Another key to the chain’s growth was a policy of focusing on quality rather than quantity. Unlike competitors such as Pizza Hut, which prioritized quantity over quality, Domino’s focused on making sure each store had high-quality ingredients and trained staff. This approach helped set Domino’s apart from its competition and led to a rise in sales and profits for the company.

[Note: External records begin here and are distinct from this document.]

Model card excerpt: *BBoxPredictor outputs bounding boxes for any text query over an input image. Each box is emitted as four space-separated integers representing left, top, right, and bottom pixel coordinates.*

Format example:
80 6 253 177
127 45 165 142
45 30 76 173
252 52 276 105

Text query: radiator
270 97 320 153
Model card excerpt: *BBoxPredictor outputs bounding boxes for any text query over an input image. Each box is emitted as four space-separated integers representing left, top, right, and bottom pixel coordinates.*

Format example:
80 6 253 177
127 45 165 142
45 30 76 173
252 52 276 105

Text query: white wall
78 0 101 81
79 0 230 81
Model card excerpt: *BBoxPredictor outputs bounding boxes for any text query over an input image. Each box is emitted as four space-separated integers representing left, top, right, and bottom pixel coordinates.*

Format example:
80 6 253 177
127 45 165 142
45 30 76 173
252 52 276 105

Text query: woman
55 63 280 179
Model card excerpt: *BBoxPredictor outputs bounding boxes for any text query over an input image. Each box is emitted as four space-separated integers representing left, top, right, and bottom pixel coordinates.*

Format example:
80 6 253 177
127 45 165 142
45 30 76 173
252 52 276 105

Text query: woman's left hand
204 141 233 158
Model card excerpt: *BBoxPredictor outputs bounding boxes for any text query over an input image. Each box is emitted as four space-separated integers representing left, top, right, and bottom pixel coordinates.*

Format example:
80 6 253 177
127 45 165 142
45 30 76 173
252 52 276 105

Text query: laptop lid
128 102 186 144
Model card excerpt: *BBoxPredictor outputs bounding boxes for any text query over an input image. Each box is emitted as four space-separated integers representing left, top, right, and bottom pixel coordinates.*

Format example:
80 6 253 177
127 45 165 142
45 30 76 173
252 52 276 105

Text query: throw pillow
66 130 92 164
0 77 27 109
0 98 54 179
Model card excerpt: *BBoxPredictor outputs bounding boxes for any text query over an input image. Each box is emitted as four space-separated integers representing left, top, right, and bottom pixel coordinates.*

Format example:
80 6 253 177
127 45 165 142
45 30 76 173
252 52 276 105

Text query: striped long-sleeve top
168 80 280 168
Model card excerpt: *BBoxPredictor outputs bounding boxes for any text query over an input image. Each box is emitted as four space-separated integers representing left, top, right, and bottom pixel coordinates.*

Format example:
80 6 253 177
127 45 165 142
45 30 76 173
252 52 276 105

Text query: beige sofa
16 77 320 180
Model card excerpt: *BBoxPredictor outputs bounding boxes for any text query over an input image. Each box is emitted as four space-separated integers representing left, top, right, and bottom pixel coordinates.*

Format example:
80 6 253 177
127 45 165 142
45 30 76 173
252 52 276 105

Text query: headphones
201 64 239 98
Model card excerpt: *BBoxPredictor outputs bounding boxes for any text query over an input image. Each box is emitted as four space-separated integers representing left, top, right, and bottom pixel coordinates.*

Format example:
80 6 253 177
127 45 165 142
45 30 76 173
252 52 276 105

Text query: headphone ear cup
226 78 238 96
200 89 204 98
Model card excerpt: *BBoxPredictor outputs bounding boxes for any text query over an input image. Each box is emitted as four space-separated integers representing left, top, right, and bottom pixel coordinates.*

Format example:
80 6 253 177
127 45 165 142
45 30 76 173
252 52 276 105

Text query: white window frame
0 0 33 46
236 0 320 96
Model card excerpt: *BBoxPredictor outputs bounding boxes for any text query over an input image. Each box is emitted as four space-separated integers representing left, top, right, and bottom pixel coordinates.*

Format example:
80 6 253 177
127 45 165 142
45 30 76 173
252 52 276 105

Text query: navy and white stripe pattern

Domino’s strategy of focusing on quality and service would later prove to be very effective for the entire industry. In 2010, when former Domino’s CEO David Brandon was replaced by Steve Doyle, he cited three main goals that the company would focus on: quality of product, speed of delivery and customer satisfaction. By embracing these goals, Domino’s saw the most significant increase in same-store sales in company history.
The most common dominoes are molded polymers such as ABS, PET or PVC. However, some sets are made from natural materials such as bone, silver lip ocean pearl oyster shell (MOP), ivory or a dark hardwood such as ebony, with contrasting black or white pips (inlaid or painted). Natural-material dominoes tend to be heavier and more expensive than those made from plastics.
Before a game begins, the dominoes must be shuffled. The resulting collection of shuffled tiles is called the boneyard. The first player, determined by drawing lots or by determining who holds the highest hand, places the first domino on the table. The second player then draws a tile from the boneyard and plays it to the open end of the previous domino, which can be either a vertical or horizontal line.